Mr Taylor’s ideas and concerns are in line with methods found in strain theories that would help to reduce the burden of strain (Bournard, Snipes, Gerould, 2010, p169) in the lives of people like Mr Hughes. Social learning Theory (SLT) compliments strain theory but most importantly can help to explain some aspects in this case that strain theory cannot. Firstly it can be argued through SLT that much of Mr Hughes negative behaviour has been learned through observing his mother and stepfather’s abusive relationship, nd his mother’s negative coping strategies as a result of them (Bandura, 1977). Refer back to the life history and crimes of Mr Hughes, the concept of learned behaviour may explain some of the vandalism and aggressive behaviour to the victim in Mr Hughes crimes that strain theories has not. Specifically, the concept of ‘differential associations’ in SLT would suggest that Mr Hughes has gone through an observational process over the course of his young life that has equipped him with the skills to behave in the way he has (Akers, 1994).

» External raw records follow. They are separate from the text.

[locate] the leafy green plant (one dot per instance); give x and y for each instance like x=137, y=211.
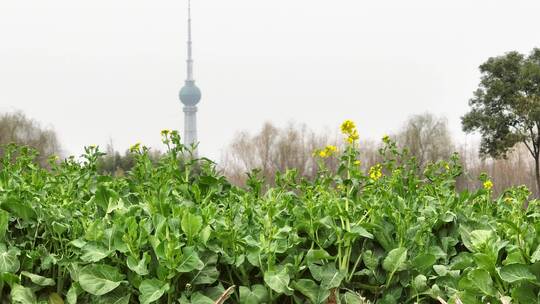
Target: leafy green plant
x=176, y=231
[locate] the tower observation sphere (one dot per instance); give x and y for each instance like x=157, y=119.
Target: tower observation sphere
x=190, y=94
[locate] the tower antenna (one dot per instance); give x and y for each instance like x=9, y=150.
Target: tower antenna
x=190, y=95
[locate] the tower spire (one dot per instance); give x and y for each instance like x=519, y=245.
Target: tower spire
x=190, y=58
x=190, y=95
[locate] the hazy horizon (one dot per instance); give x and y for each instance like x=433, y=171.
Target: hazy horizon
x=111, y=70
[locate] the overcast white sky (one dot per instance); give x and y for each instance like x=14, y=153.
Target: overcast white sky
x=111, y=69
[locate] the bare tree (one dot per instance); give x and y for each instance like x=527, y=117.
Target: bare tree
x=427, y=138
x=274, y=150
x=19, y=129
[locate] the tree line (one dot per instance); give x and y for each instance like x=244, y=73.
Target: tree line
x=505, y=110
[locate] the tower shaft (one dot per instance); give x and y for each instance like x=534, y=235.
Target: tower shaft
x=190, y=125
x=190, y=95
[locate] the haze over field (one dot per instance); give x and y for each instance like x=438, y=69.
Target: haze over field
x=99, y=70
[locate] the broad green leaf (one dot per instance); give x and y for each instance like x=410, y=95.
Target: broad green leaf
x=22, y=295
x=99, y=279
x=395, y=260
x=4, y=221
x=524, y=293
x=423, y=261
x=535, y=257
x=93, y=253
x=311, y=290
x=55, y=298
x=358, y=230
x=353, y=298
x=140, y=267
x=516, y=272
x=8, y=259
x=191, y=225
x=208, y=275
x=480, y=238
x=481, y=279
x=278, y=281
x=152, y=290
x=328, y=275
x=199, y=298
x=10, y=278
x=73, y=292
x=117, y=296
x=190, y=261
x=38, y=280
x=316, y=255
x=256, y=295
x=19, y=208
x=420, y=282
x=370, y=260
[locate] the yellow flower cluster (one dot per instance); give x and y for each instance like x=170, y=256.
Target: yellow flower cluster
x=375, y=172
x=349, y=128
x=327, y=151
x=136, y=147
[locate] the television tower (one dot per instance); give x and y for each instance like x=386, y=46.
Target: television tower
x=190, y=95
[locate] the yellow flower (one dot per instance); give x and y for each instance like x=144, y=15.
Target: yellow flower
x=327, y=151
x=375, y=172
x=347, y=127
x=331, y=148
x=135, y=147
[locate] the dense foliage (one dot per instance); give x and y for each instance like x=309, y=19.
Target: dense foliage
x=178, y=232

That he has been isolated from more pro-social behaviour, and therefore acquired various negative attitudes motives and rationalisations for his actions (Bernard, Snipes, Gerould, 2010). This can also help to explain the similar relationship behaviour and coping strategies that Mr Hughes had to his mother. Furthermore, Burgess and Akers (1966) developed the concept of differential reinforcement, which argue that individuals engage in behaviour in ways that will positively reward them and that they can identify with from observing others.
Thus it can also be argued that Mr Hughes engaged in the type of criminal behaviour that he did to reward himself with goods and money that will fund/ reward him again with drugs, which then rewards him by removing not just his emotional pain, but the painful withdrawal symptoms he acknowledged he suffered at the time of these crimes. To combine both SLT and strain theories, Mr Hughes has in a sense experienced twofold the conditions to lead him to crime and negative coping strategies.

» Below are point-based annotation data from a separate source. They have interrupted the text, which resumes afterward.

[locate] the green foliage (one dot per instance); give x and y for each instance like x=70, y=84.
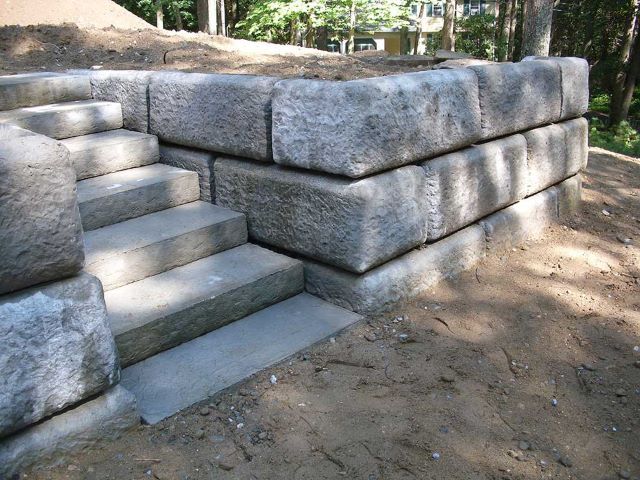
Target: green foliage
x=622, y=138
x=476, y=36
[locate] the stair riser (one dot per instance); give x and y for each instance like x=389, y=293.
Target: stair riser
x=43, y=91
x=173, y=252
x=136, y=202
x=113, y=158
x=72, y=123
x=210, y=314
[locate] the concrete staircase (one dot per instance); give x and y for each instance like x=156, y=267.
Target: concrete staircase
x=177, y=272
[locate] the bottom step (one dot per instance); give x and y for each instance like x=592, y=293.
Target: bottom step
x=193, y=371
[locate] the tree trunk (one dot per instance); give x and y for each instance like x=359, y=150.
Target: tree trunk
x=207, y=17
x=176, y=13
x=159, y=15
x=351, y=45
x=537, y=28
x=448, y=35
x=419, y=23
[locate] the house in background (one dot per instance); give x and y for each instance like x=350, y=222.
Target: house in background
x=399, y=41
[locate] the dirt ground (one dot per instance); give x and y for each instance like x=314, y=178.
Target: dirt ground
x=527, y=367
x=51, y=47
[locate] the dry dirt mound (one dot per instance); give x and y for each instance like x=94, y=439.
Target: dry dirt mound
x=84, y=13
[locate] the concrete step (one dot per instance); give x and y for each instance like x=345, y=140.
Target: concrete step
x=120, y=196
x=107, y=152
x=33, y=89
x=64, y=120
x=176, y=306
x=193, y=371
x=145, y=246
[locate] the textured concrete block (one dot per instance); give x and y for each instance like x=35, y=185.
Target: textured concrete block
x=41, y=234
x=575, y=84
x=176, y=306
x=569, y=196
x=402, y=278
x=555, y=152
x=55, y=440
x=199, y=161
x=518, y=96
x=360, y=127
x=129, y=88
x=31, y=89
x=466, y=185
x=177, y=378
x=107, y=152
x=353, y=224
x=526, y=220
x=65, y=120
x=222, y=113
x=57, y=349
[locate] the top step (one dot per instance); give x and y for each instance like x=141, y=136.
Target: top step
x=34, y=89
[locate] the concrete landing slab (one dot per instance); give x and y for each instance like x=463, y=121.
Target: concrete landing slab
x=182, y=376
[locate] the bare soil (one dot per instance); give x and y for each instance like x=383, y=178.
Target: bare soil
x=487, y=357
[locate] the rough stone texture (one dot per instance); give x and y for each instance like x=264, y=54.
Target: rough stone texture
x=157, y=242
x=353, y=224
x=31, y=89
x=64, y=120
x=518, y=96
x=526, y=220
x=575, y=84
x=41, y=233
x=466, y=185
x=223, y=113
x=57, y=349
x=135, y=192
x=55, y=440
x=182, y=376
x=556, y=152
x=360, y=127
x=402, y=278
x=162, y=311
x=199, y=161
x=129, y=88
x=107, y=152
x=569, y=196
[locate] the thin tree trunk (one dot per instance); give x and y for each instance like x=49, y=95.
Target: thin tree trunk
x=419, y=28
x=207, y=17
x=537, y=28
x=448, y=35
x=159, y=15
x=176, y=13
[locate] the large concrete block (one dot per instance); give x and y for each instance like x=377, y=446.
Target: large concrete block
x=129, y=88
x=41, y=234
x=223, y=113
x=575, y=84
x=466, y=185
x=526, y=220
x=402, y=278
x=199, y=161
x=518, y=96
x=57, y=349
x=353, y=224
x=55, y=440
x=556, y=152
x=31, y=89
x=361, y=127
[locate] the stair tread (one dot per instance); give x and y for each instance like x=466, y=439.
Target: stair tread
x=139, y=303
x=113, y=240
x=116, y=182
x=177, y=378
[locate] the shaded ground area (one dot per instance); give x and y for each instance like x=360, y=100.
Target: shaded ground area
x=474, y=381
x=51, y=47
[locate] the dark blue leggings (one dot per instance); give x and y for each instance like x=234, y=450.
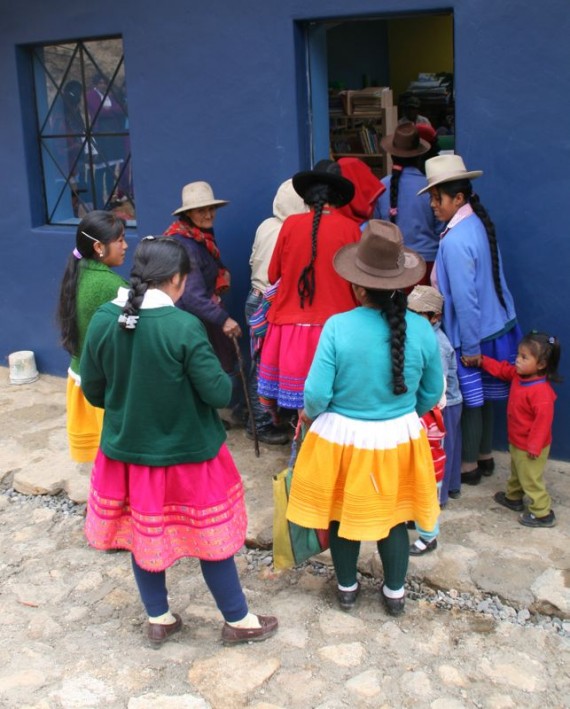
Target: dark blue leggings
x=393, y=550
x=221, y=577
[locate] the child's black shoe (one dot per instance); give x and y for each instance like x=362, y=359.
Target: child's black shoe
x=502, y=499
x=529, y=520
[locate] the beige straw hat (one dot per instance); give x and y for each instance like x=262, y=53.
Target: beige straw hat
x=380, y=261
x=196, y=195
x=447, y=168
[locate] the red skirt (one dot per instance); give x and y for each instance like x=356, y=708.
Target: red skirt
x=286, y=358
x=164, y=514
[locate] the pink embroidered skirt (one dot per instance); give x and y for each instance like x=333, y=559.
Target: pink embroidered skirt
x=164, y=514
x=286, y=358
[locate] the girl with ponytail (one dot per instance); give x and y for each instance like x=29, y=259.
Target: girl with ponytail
x=479, y=316
x=309, y=291
x=87, y=283
x=365, y=466
x=164, y=485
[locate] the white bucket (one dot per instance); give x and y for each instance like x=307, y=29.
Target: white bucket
x=23, y=368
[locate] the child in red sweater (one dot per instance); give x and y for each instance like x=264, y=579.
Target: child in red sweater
x=530, y=411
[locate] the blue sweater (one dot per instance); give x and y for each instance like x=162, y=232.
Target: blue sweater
x=472, y=311
x=351, y=373
x=415, y=217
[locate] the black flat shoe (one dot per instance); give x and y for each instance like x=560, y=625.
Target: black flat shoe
x=502, y=499
x=487, y=467
x=347, y=599
x=472, y=477
x=394, y=606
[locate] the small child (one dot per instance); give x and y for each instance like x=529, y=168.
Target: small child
x=530, y=411
x=428, y=302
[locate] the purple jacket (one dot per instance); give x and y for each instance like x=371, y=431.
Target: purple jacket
x=200, y=284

For example SLT would argues Mr Hughes observed how to manage negative emotions long before he could fully experience or understand his own, through the observation of his mother’s benefits from self-medicating. Thus when he became overwhelmed with strain from his negative life experiences that are explained in the prior section through strain theories, he already had in place the learned methods/behaviour of relieving his emotional strain, which would be explained by Akers (1985) concept of ‘differential associations’.
Thus the process of ‘retreating’ discussed previously in ST, became an easier process as he has mimicked or put into action his own interpreted version of coping with the use of drugs. However, unfortunately neither of these theories account for mental health or conduct disorder, both of which Mr Hughes was diagnosed with, and are significantly related to negative home environments, delinquency and substance abuse in adolescent (Linskey, Fergusson, 1995; Hinshaw, Lee, 2003). In conclusion, SLT and ST can help to understand most of the complex issues that lead to the criminal actions of MR Hughes.
It is clear that both observing and experiencing negative stimuli has consumed Mr Hughes with various negative emotions that resulted in strain. It is not hard to understand from these theories how and why Mr Hughes became so addicted to drugs and struggled to manage his relationships effectively as a result of these factors. However what is not accounted for in these theories with regard to his behaviour and crimes, are the influences of his diagnosed conduct disorder he had as an adolescent or his current state of depression.